La gestion des ressources humaines sera cédée progressivement aux universités.
D’autre part, le dossier de la formation des enseignants et des recrutements est épineux dans les établissements à accès ouvert qui accueillent plus de 80% des étudiants. Le taux d’encadrement varie d’un établissement à l’autre.

Enfin, la restructuration de la recherche scientifique est aussi un pilier important dans la réforme.
Aujourd’hui, malgré son rythme de production scientifique, le Maroc arrive à la 6ème place en Afrique, après l’Afrique du Sud, l’Égypte, la Tunisie, le Nigeria et l’Algérie, alors que le royaume occupait la 3ème place en 2005.

Cette dégringolade est expliquée d’une part les départs volontaires de 2005 et d’autre part la réforme doctorale de 1997.

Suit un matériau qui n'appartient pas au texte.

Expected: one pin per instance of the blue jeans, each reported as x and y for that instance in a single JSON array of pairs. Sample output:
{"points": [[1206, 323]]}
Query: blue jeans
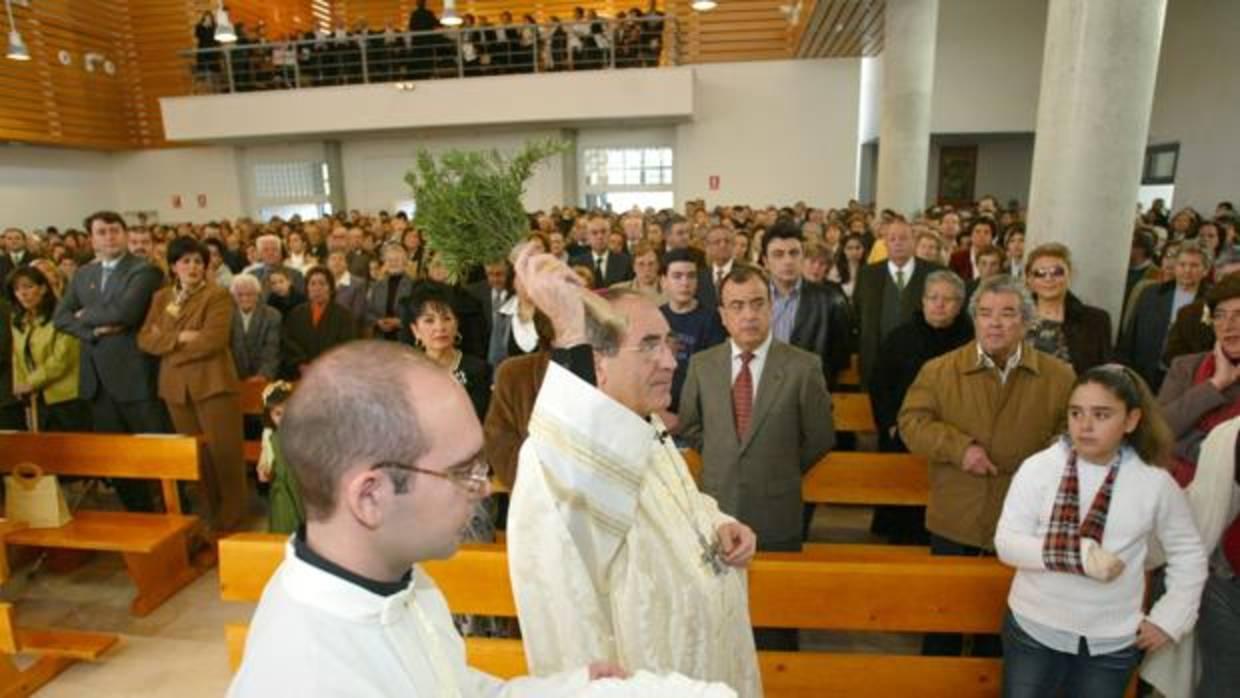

Le ministère prône, entre autres, la mise en place d’un système post-doctorat et la création d’un nouveau type de bourse pour les étudiants-chercheurs. La réflexion est en cours pour un nouveau modèle national basé sur le regroupement des laboratoires dans un grand centre en vue de disposer d'une masse critique tant pour les professeurs que les docteurs.

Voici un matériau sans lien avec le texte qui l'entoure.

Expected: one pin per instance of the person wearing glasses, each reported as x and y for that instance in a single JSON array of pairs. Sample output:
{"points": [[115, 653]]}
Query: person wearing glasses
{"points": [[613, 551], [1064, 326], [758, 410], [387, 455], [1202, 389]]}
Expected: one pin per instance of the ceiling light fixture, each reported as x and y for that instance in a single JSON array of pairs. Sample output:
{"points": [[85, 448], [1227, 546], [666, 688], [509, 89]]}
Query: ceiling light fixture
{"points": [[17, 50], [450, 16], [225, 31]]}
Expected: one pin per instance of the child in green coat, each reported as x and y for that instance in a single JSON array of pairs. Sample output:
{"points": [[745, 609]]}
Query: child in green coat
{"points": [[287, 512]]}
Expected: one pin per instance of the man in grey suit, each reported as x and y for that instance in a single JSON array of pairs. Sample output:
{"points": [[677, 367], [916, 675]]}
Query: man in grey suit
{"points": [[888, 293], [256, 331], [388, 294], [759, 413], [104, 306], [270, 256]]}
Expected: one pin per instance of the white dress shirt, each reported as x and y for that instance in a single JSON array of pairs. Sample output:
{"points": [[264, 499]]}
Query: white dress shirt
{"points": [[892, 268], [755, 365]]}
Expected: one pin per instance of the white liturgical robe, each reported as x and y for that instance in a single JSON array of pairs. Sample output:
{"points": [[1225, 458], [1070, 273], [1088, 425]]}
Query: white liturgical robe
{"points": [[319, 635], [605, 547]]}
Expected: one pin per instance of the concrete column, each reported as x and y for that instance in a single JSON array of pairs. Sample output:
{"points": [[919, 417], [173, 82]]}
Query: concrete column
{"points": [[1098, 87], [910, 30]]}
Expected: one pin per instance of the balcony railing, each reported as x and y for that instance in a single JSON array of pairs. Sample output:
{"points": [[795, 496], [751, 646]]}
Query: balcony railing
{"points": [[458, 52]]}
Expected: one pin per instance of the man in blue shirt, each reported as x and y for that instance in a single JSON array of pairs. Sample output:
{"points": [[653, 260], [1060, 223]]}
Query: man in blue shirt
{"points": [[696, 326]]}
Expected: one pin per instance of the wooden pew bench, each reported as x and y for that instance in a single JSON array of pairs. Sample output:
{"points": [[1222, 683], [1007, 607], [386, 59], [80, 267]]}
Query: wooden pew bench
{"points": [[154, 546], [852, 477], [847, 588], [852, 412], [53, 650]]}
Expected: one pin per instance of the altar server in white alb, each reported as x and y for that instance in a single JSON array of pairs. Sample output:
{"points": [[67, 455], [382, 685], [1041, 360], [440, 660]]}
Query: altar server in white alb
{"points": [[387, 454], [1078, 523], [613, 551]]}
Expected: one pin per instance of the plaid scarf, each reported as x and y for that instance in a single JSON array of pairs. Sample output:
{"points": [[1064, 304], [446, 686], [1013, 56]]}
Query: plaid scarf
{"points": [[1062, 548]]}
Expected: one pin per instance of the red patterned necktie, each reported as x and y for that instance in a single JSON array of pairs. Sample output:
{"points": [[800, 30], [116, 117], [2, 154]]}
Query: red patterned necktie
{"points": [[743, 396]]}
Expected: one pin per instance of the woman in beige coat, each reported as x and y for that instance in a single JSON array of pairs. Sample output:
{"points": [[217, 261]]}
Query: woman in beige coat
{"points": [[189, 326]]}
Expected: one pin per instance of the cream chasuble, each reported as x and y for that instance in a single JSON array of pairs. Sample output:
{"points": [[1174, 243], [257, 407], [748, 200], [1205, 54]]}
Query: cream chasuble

En conclusion, on peut considérer que ce changement général de cap dans le secteur de l’Enseignement est prometteur à plus d’un titre. Il faudra sans doute un certain temps et une période de transition pour que les mécanismes envisagés se mettent en place et entrent harmonieusement en fonction.

Cela requiert certes beaucoup de moyens et une grande volonté. Mais aussi et surtout la prise de conscience de l’enjeu et la clairvoyance des gouvernants qui doivent quitter leur coquille de politicards pour intégrer celle de gestionnaires à la hauteur de la tâche qui leur incombe et des ambitions du Maroc qui peine à percer dans l’intégration universelle…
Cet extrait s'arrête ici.